- Genre: Horse racing telecasts
- Country of origin: United States
- Original language: English

Production
- Camera setup: Multi-camera
- Running time: 120 minutes or until race ends
- Production company: Fox Sports

Original release
- Network: Fox
- Release: 1998 – 2000
- Network: Fox Fox Sports 1 Fox Sports 2
- Release: 2014 – present

= Thoroughbred Racing on Fox Sports =

Thoroughbred Racing on Fox Sports is the de facto title for a series of horse races events whose broadcasts are produced by Fox Sports, for Fox, Fox Sports 1 and Fox Sports 2 television networks in the United States. The flagship program for the series is America's Day at the Races.

==History==
===1998–2000===
Fox Sports first began covering thoroughbred racing in 1998 with a multi-year deal for the Santa Anita Derby.
Fox Sports expanded its coverage in 1999 through a partnership with the National Thoroughbred Racing Association. Fox aired 11 races as part of the partnership, branded as NTRA Champions on Fox. The partnership did not return in 2001.

===2014–2020===
Fox Sports returned to horse racing in 2014 with a two-year agreement with The Jockey Club for up to 10 races on Fox Sports 1 and Fox Deportes.

In 2016, Fox Sports reached an agreement with the New York Racing Association (NYRA) for coverage of 40 summer races from Saratoga Race Course on Fox Sports 2. The races were branded as Saratoga Live. In 2017, the Fox Sports expanded its NYRA races to include races from Aqueduct Racetrack and Belmont Park, branded as Aqueduct Live and Belmont Park Live respectively.

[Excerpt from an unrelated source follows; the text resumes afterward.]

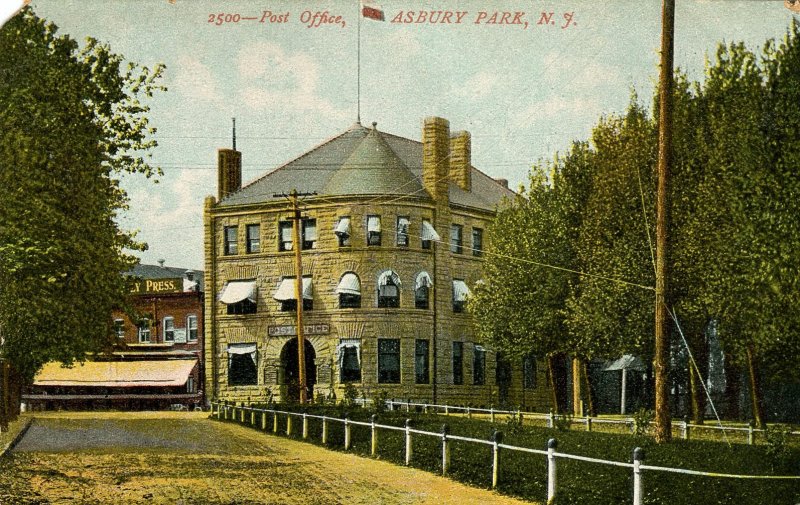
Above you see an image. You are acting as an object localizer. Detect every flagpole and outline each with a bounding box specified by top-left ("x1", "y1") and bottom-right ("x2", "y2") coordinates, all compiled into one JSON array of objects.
[{"x1": 356, "y1": 0, "x2": 361, "y2": 124}]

In August 2017, the NYRA extended its summer agreement with Fox Sports through 2020. In November 2018, the NYRA and Fox Sports reached a new agreement that made Fox Sports the year-round television home for NYRA races from Saratoga and Belmont, featuring more than 600 hours of horse racing.

In 2019, the NYRA and Fox debuted America's Day at the Races, which has become their flagship horse racing show. Also in 2019, through its partnership with the NYRA, the Fox network began airing the Travers Stakes, its first horse race since NTRA Champions on Fox races in 2000. Also through its partnership with the NYRA, in 2020, Fox Sports 1 began airing the Saudi Cup.

===2021–present===
In March 2021, Fox Sports and the NYRA announced an extension to their rights deal through 2030. As part of the agreement, Fox Sports will air 700 hours of coverage each year from Belmont Park and Saratoga Race Course. The Travers Stakes will continue to air on Fox. Fox also acquired a 25% stake in NYRA Bets. In 2022, Fox Sports reached an agreement with the NYRA for the rights to the Belmont Stakes, the third leg of the horse racing triple crown, through 2030.

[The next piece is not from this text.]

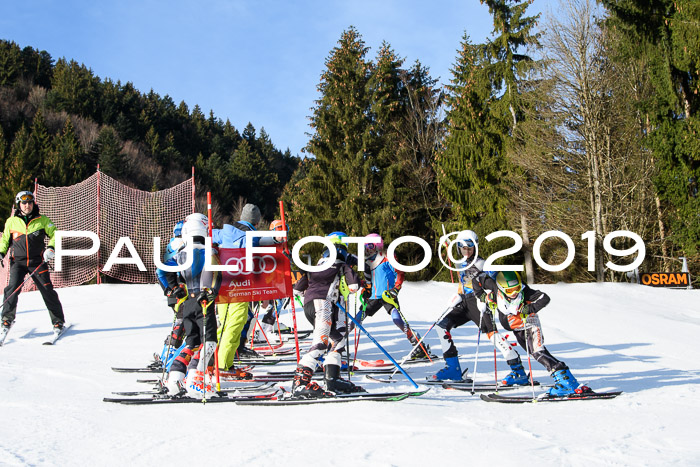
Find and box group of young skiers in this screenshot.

Recently, the Fox broadcast network has broadcast more races. In 2022, Fox aired the Jim Dandy Stakes. In 2023, Fox aired the Wood Memorial Stakes and the Fourstardave Handicap. Since 2023, in July and August, Fox airs 6 straight weeks of races branded as Fox Saratoga Saturday. In 2025, the Fox broadcast network added additional non-Saturday coverage of the Belmont Derby on Friday, July 4, and the Jockey Club Gold Cup on Sunday, August 31.

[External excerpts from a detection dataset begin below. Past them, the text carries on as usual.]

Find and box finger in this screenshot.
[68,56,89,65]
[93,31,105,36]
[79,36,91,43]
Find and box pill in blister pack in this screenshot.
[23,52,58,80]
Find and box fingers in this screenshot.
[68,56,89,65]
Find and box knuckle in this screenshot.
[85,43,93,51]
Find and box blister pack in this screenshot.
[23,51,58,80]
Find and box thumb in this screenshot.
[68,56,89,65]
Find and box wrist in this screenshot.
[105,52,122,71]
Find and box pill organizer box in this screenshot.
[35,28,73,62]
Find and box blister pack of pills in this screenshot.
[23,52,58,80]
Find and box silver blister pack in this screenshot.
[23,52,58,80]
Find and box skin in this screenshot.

In May 2024, Fox announced an expanded agreement with the NYRA to air races from Monmouth Park Racetrack. Fox Business was added to coverage for the first time in August 2025, due to scheduling conflicts on Fox's other networks.

In 2026, Fox siggned an agreement to air races from Keeneland Race Course. Shortly after, FanDuel TV announced its intention to wind down its operations by the end of the year. Iagreed a broadcasting agreement for the Del Mar Fairgrounds meets.